Bouchée Boucher
Neighbourhood: St Boniface
Address: 101-300 Taché Ave
Phone: 204-237-1530
Entrées: $25-$35
When a new restaurant opens at a popular corner that has perplexed many business starts before it, eyebrows raise. When that restaurant is opened by a team of chefs and enthusiasts who want to introduce the community to a business concept not yet trending in Peg city, tongues wag. This is the case with restaurant butcher shop Bouchée Boucher.
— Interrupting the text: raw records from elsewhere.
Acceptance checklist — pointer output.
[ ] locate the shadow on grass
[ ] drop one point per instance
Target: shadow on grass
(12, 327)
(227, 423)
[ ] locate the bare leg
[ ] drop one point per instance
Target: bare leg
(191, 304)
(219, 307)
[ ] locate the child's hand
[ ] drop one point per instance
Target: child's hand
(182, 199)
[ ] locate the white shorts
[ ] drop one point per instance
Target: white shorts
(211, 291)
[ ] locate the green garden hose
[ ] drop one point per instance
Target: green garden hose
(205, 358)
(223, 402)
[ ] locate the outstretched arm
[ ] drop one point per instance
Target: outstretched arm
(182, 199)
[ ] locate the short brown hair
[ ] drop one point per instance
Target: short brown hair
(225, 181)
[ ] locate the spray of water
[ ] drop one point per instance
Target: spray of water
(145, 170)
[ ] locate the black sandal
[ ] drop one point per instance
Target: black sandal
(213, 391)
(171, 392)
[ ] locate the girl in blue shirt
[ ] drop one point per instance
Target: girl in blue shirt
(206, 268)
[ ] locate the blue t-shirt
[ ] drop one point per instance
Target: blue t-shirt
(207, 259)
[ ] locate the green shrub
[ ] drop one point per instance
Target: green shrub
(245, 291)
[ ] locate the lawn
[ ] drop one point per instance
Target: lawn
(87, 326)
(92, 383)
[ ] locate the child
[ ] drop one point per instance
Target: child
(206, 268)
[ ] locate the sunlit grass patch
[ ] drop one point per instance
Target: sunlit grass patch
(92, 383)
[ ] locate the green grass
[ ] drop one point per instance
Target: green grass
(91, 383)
A bright window lined room is fashionably festooned in contemporary upholstery, shades of blond wood and a few red chairs to spice things up. Two entrances, one to the dining room, the other through the retail space, both set the scene. It is lively and loud, and the greeting is warm. Entering through the store teases what’s to come. Shelves are stocked with Manitoba brands, specialty food, and gifts and souvenirs reflecting the practice of buying local. The way to the restaurant passes in front of the temptation case – beautifully laid out cuts of meat that will arrive at tables seared, roasted and braised throughout the evening.
While at first blush diners may expect a menu dominated by meat, it is quality, not quantity, that is revered here. Many dishes are presented as small plates, encouraging sharing tastes. Larger plates are presented too, with the suggestion to share among more.
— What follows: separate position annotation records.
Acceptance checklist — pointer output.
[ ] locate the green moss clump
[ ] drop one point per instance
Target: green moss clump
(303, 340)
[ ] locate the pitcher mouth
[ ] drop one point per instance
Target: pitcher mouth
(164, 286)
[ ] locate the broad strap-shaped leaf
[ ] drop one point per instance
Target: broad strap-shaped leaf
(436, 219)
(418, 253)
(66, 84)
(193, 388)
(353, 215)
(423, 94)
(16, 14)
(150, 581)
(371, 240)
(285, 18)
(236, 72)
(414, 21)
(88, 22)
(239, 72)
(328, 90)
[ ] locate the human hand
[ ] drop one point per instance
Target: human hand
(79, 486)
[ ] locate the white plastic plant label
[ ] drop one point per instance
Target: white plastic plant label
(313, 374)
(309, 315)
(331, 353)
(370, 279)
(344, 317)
Vegetables, the food group of the moment, appear at the top of the dinner menu and coax some palate pushing. Pairings of herbs and spices eschew the expected: like maple, mint and pickled chiles (fennel); dates, orange, and sumac (fennel); and raisin puree and farro (carrots). The ubiquitous beet salad is traded for a gorgeous beet fritter dressed with whipped goat cheese, caramelized honey, and an innovative crispy quinoa crumble. Even mashed potatoes skew a bit glam, infused with ricotta, lemon honey and basil.
Of course, proteins are celebrated too. With a team of butchery specialists in the next room, the meat dishes are stellar. Braised beef is tender, satisfying and lusciously bathed in a red wine jus. Spaetzle, mushrooms, and celery root puree offer a classic flavour combination with a lighter twist. The pork loin chop is another exquisitely prepared winner. Roasted cabbage, warm apples, walnuts and calvados beautifully add texture and deliver a balanced plate with hints of sweet, salty and sour.
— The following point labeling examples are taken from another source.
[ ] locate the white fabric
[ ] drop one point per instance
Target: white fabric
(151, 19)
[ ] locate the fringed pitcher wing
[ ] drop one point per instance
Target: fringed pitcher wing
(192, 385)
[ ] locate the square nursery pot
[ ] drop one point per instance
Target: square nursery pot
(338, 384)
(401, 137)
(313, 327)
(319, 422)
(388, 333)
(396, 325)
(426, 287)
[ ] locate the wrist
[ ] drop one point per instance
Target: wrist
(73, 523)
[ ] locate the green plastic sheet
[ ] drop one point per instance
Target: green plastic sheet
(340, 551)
Lest we think all the good stuff is on dinner menus, lunch and Sunday brunch here offers a no holds barred approach too. An ever changing menu guarantees a few new delights every visit. Waffles topped with caramel sauce and cinnamon honey gelato, French toast with tomato jam, and pork belly can be wolfed down to the tunes of different local musicians – making Sunday a fun day.
Open Mon-Thu 11 am-10 pm, Fri-Sat 11 am-11 pm, Sun 10 am-2 pm.